# Flys have new home



## dwtrees (Mar 5, 2012)

Just wanted to share with everyone some photos of the new home for some old flys that were my dads. I can remember one time I saw him use these and that was when I was nine. (51 years ago)

Here is the old fly box - part of the bottom missing and the end of the cover is gone. There is still a sticker on the top of the cover that says BESTMADE with Japan in small print below it. On the one end of the box there are two stampings that say - No. 700 and SIZE 10.









And the new home for the old flys that Ed made and personalized for me - Thank You again Ed.









Then the old flys in there new home -









As you can see, most of the flys have lost thier feathers and other parts but that is OK. These flys will never be used and I am saving them because they were my dads. Does anyone have any idea of the names for these flys?


----------



## youngdon (Mar 10, 2010)

Awesome ! I got one to send to my Brother and another for a good friend, both are excellent workmanship.


----------



## JTKillough (May 4, 2010)

Yes those are about the best looking fly boxes I have seen, but you wouldn't believe what I thought when I read that thread title. I guess I am a predator hunter....to the bone!


----------



## glenway (Mar 27, 2011)

"Does anyone have any idea of the names for these flys?"

Artificial?

Nice grab, DW. A great memento from Ed's hands completes the package.


----------



## hassell (Feb 9, 2010)

Great keepsake into a mighty fine looking fly box - the ones with the wings ( few parts missing ) is a version of the royal coachman, the others I wouldn't use around here as I don't recognize them though the black ones with a bit of red is close to the blacknat(sp ). Only thing missing is the rod and wicker basket.


----------



## prairiewolf (Feb 19, 2012)

Glad you like the box Rick and your welcome and Thank You for the purchase.


----------



## kiyote (Jun 15, 2014)

the ones with the red band on body look like coachmans. can't say on the rest.


----------



## youngdon (Mar 10, 2010)

JTKillough said:


> Yes those are about the best looking fly boxes I have seen, but you wouldn't believe what I thought when I read that thread title. I guess I am a predator hunter....to the bone!

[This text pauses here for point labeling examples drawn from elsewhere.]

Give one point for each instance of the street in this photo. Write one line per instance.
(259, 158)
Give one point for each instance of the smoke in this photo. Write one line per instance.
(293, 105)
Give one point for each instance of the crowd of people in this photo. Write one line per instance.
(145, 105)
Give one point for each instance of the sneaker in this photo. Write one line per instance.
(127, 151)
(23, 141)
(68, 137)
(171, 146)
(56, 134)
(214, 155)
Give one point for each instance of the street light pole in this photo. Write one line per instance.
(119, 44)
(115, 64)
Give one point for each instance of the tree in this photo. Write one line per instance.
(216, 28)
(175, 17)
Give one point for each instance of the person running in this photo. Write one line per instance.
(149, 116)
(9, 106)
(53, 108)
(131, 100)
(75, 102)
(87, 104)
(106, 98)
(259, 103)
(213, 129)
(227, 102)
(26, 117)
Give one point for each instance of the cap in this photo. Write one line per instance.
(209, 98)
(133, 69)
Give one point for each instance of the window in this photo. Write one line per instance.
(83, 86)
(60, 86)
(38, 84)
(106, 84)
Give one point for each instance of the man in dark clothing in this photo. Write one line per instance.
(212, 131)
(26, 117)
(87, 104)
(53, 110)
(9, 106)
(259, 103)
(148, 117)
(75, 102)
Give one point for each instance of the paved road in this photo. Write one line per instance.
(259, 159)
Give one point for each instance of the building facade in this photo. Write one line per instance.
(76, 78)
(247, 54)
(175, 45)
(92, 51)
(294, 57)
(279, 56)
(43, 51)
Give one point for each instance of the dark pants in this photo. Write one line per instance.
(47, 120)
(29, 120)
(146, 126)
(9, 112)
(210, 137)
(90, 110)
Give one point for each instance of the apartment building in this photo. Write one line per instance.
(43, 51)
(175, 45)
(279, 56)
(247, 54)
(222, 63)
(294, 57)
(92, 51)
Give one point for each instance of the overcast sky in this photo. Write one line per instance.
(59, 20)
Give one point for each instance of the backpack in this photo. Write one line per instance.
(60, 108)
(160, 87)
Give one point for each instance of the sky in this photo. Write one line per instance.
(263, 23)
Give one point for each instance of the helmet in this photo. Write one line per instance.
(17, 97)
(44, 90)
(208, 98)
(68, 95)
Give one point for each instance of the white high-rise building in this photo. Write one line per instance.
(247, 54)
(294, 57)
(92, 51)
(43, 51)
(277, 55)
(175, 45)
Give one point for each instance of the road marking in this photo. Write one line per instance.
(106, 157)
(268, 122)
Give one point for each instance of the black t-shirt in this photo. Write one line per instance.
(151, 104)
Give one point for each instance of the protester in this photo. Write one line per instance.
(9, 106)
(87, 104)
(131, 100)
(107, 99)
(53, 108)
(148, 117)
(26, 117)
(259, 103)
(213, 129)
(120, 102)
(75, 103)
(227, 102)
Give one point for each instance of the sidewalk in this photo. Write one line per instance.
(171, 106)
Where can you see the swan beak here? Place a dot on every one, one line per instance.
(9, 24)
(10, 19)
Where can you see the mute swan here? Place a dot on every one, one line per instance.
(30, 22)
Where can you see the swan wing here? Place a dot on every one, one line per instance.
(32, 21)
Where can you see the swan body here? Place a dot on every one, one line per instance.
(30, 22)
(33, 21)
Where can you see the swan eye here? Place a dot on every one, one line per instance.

I was thinking the same crappy thought Jim !


----------



## _RJ_ (Feb 26, 2013)

Top 3 from the left look like white mayfly nymphs. Next 3 look like royal coachman without tails. Middle 3 no hackle white mayflies. Then red woolly bugger. The one by itself I have no idea. Bottom 3 flies another mayfly pattern but obviously for a darker hatch. The last one I'm not sure. It's like a hybrid wooly worm spinner/emerger.

Pretty cool though. My dad gave away all his gear. It was a bamboo Winston (made by the guys who make sweetgrass rods now), old brass Hardy Perfect (given to him by his grandpa), also un-fished Hardy salmon flies...

He had no idea what he had. Told me he was more into fast cars at the time.


----------